# The Point of Series/Convergence?

1. Jul 31, 2009

### Jammin_James

Could someone please explain to me what the point of all of this material is? What is it used for? I know it's used for something, but I'm having trouble seeing the "bigger picture" I guess. I'm doing well on quizzes or w/e... but it feels like I'm missing something here.

I liked everything before this point and liked it's applications, but I can't seem to appreciate this material and it's bothering me a bit.

2. Aug 1, 2009

### Office_Shredder

Staff Emeritus
Infinite series are used to represent functions often. One immediate point is whether the series actually exists at a given point.

Taylor series and Fourier series are two examples

3. Aug 1, 2009

### HallsofIvy

Series, in general, whether Taylor's series, or Fourier series, give us a way of representing complicated functions a sums of simpler functions, then working with just the simpler individual terms of the series.

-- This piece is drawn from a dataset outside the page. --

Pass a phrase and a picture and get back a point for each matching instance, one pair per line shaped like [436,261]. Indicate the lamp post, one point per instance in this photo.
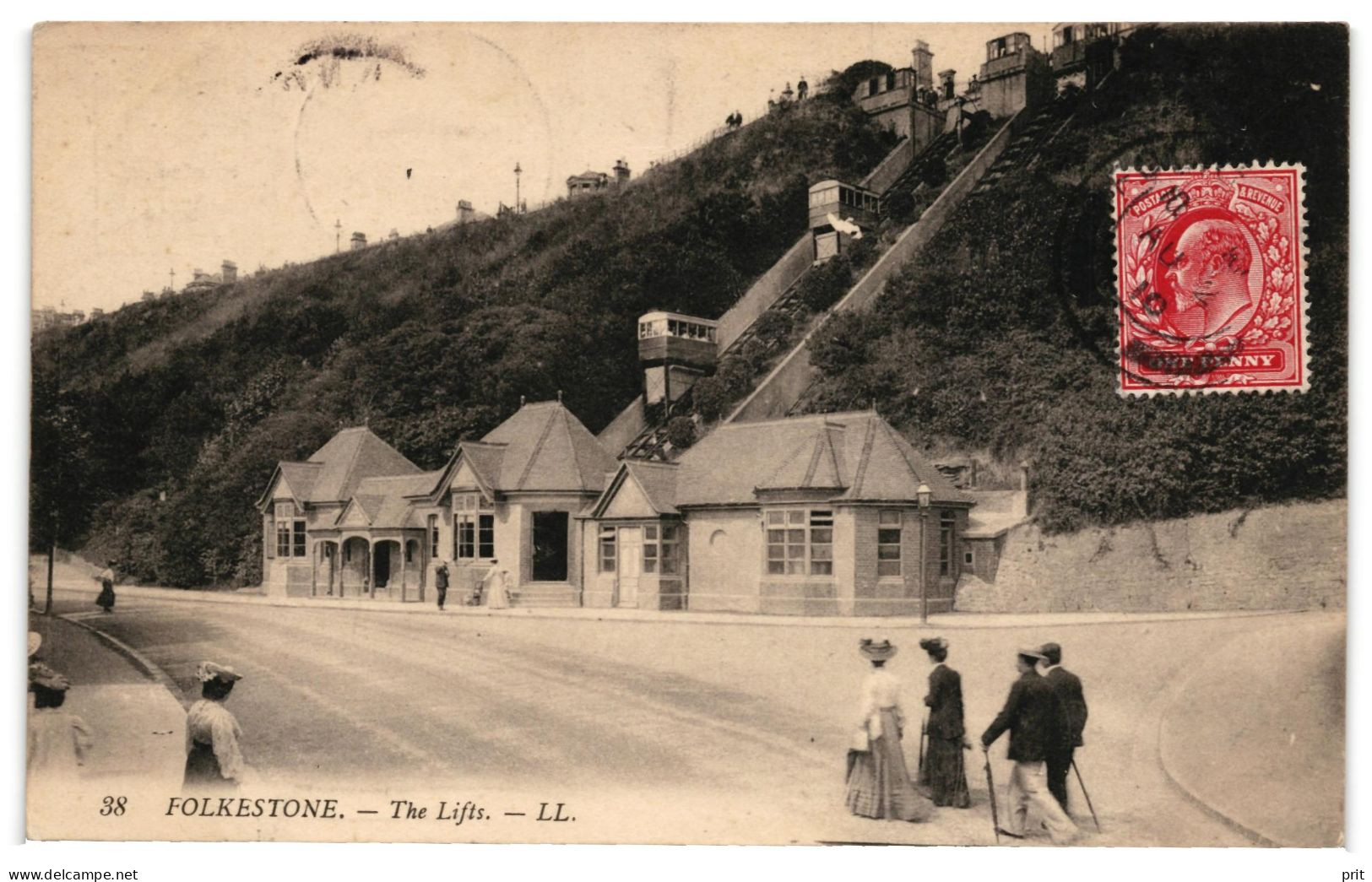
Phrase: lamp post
[925,497]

Here's a simple example of their use.

Solve y'= y with y(0)= 1.

Okay, we know that y(0)= 1 and, since y'= y, y'(0)= y(0)= 1. Differentiating both sides of the equation, y"= y' so y"(0)= y'(0)= 1. Differentiating again, y"'= y" so y"'= y"(-0)= 1. It should be easy to see that that leads to the nth derivative of y at x=0 equal to 0 for all n. That's only at x= 0, not other x, but now we can say, from the Taylor's series, that $y(x)= y(0)+ y'(0)x+ (1/2)y"(0)x^2+ (1/6)y"'(0)x^3...= 1+ x+ (1/2)x^2+ (1/6)x^3+ ...$ and we now know y as a series expanion. If we happened to have found the Taylor's series earlier for $e^x$ and recognize that this is the same thing, then we no that $y(x)= e^x$ satisfies that but even if it is not, we have a solution none the less.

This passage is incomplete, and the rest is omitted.